Zirconium Phosphate for ZrP: Kidney Dialysis - Health Care
Zirconium phosphate compounds are emerging as critically important reagents in hemodialysis home treatment units for kidney patients. Zirconium phosphate is also used in the ceramics industry for color and strength application, as well as a catalyst for petroleum industry application. You can also find zirconium phosphate in paints and coatings, anti-bacteria and artificial joints, and optical material application.
Dialysis is the conventional treatment for chronic renal failure. It is cumbersome, expensive and time-consuming and thus alternate treatments have been long sought. A compact system consisting of haemoperfusion in series with ultrafiltration can nearly replace dialysis. A urea removal system is the only step required to complete this approach. The potential of combining a microencapsulated enzyme, urease, with an ammonium ion adsorbent, zirconium phosphate, to remove urea was examined in vitro. Urease converts urea to ammonium ions which are then adsorbed onto zirconium phosphate. This combination would be most effective in the intestinal tract. The capacity of zirconium phosphate is probably not enough to affect the removal of enough urea to completely replace dialysis in patients with no renal function. However, this system could potentially delay the onset of dialysis therapy in patients who still have some renal function, either alone or in combination with haemoperfusion-ultrafiltration, and reduce dialysis treatment times.
A combination of acid zirconium phosphate and alkaline hydrous zirconium oxide is utilized as ion-exchange materials, for example, in sorbent dialysis. The combination provides for dialysate regeneration while maintaining constant and controlled levels of Na+, HCO3 −, and pH.
Zirconium phosphate (ZrP) particles and hydrous zirconium oxide (HZO) particles are used as ion-exchange materials and are particularly useful as a sorbent material in regenerative kidney dialysis. Zirconium phosphate in the sodium or hydrogen form serves as a cation exchanger to absorb cations such as ammonium (NH4 +), calcium (Ca+), potassium (K+), and magnesium (Mg2+). In exchange for absorbing these cations, ZrP releases two other cations, sodium (Na+) and hydrogen (H+). Hydrous zirconium oxide in the acetate form acts as an anion exchanger. Thus, it binds anions such as phosphate (P−) and fluoride (F−) and releases acetate (CH3COO−) in exchange. Hydrous zirconium oxide is also an excellent adsorbent for metals, such as iron, mercury, lead, and aluminum.
Current zirconium phosphate (ZrP) based dialysis applications, such as the REDY cartridges, contain a large amount of lattice H+ ions even when it is titrated to a pH range of 5.75-6.45. During sorbent dialysis, these lattice H+ ions of ZrP will react with the NaHCO3 in dialysate causing initial decomposition of bicarbonate to CO2 gas and adsorption of Na+. After depletion of H+ ions and loading up of Na+ in ZrP, progressively, the NH4 adsorption mechanism will then switch to ion-exchange with adsorbed Na+ in ZrP. This will cause increasing release of Na+, accompanied by a rise of HCO3-level, and formation of CO3 2−from urea hydrolysis.
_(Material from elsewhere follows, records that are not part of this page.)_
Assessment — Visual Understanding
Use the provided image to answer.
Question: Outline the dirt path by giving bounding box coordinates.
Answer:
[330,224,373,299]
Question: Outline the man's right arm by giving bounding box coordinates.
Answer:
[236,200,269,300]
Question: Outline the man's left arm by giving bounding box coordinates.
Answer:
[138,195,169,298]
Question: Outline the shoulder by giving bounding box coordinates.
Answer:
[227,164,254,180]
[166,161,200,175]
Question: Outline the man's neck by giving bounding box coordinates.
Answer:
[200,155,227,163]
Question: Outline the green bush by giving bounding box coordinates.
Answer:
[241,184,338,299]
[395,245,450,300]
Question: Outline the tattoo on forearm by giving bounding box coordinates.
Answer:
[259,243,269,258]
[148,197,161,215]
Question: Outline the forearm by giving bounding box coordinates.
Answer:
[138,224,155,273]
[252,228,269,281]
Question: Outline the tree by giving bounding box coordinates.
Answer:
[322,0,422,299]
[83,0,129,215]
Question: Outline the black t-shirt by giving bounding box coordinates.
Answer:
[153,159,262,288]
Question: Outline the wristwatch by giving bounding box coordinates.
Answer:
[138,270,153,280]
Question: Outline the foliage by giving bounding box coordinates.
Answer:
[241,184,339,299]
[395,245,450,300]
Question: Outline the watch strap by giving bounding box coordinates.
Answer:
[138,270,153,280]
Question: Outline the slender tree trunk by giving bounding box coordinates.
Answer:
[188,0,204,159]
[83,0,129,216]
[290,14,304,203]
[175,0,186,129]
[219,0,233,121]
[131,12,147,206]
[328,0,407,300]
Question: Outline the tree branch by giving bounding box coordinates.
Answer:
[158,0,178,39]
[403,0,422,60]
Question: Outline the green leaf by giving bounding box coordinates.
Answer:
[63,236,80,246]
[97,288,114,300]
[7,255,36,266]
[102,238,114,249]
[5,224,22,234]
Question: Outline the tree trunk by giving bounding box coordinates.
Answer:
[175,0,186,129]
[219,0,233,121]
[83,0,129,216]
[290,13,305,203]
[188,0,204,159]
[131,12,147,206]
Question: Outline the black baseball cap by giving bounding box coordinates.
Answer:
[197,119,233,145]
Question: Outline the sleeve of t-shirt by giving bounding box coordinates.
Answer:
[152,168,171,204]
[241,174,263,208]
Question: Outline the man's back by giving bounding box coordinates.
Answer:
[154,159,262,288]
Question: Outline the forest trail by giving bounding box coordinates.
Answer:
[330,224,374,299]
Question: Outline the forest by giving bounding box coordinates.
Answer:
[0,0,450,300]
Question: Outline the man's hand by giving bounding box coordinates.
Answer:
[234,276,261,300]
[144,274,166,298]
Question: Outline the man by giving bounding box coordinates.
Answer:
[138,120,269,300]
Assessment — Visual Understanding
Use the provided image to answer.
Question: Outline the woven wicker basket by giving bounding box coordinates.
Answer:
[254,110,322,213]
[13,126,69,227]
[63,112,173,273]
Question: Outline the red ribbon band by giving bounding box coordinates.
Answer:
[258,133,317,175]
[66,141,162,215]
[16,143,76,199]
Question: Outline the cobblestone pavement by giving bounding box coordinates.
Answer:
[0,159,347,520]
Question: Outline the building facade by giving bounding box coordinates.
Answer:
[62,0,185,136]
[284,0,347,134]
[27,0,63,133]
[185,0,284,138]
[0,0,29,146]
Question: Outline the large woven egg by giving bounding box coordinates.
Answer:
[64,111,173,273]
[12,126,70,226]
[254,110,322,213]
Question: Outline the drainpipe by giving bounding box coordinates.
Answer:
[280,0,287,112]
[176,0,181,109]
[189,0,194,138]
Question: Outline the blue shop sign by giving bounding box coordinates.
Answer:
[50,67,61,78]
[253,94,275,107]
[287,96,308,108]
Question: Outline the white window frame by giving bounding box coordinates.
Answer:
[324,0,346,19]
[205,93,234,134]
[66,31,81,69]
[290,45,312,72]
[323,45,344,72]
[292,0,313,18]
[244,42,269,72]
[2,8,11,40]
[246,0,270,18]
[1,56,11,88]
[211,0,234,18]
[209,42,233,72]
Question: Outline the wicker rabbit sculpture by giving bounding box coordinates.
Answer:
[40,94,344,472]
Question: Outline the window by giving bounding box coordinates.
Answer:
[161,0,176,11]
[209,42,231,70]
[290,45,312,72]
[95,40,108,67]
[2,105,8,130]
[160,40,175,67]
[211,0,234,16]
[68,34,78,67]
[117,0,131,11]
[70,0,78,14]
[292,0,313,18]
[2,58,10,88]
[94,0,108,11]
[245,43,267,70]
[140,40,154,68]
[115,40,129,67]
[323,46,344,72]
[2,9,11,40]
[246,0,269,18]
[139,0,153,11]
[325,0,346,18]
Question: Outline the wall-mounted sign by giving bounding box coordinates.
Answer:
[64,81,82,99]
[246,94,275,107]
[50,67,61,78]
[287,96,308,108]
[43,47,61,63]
Consequently, the use of ZrP alone for sorbent dialysis can cause a variation in Na+, HCO3 −, and pH in regenerated dialysate during treatment.
The REDY (REgenerative DialYsis) system. The REDY sorbent cartridge consists of several layers through which dialysate passes: i) a purification layer consists of activated charcoal; ii) an enzyme layer consists of urease; iii) a cation exchange layer consists of ZrP; iv) an anion exchange layer consists of HZO; v) and an adsorbent layer again consists of activated carbon.During regenerative dialysis, the used dialysate moves up through the layers of the cartridge. The enzymatic urease converts urea into ammonium carbonate. The ammonia and ammonium ions are then removed by the zirconium phosphate in exchange for H+and Na+ ions. The carbonate from the urea hydrolysis then combines with H+ to form bicarbonate (HCO3 −) and carbonic acid (H2CO3). Carbonic acid is an unstable organic acid; most of it quickly breaks down into water and carbon dioxide molecules (CO2). The HZO (containing acetate as a
counter ion) removes HCO3 −, P−, and other anions (e.g., F− in water), and releases acetate. The activated carbon absorbs organic metabolites such as creatine, uric acid, and nitrogenous metabolic waste of the patient as well as chlorine and chloramines from the water. The CO2 gas bubbles are vented from the cartridge.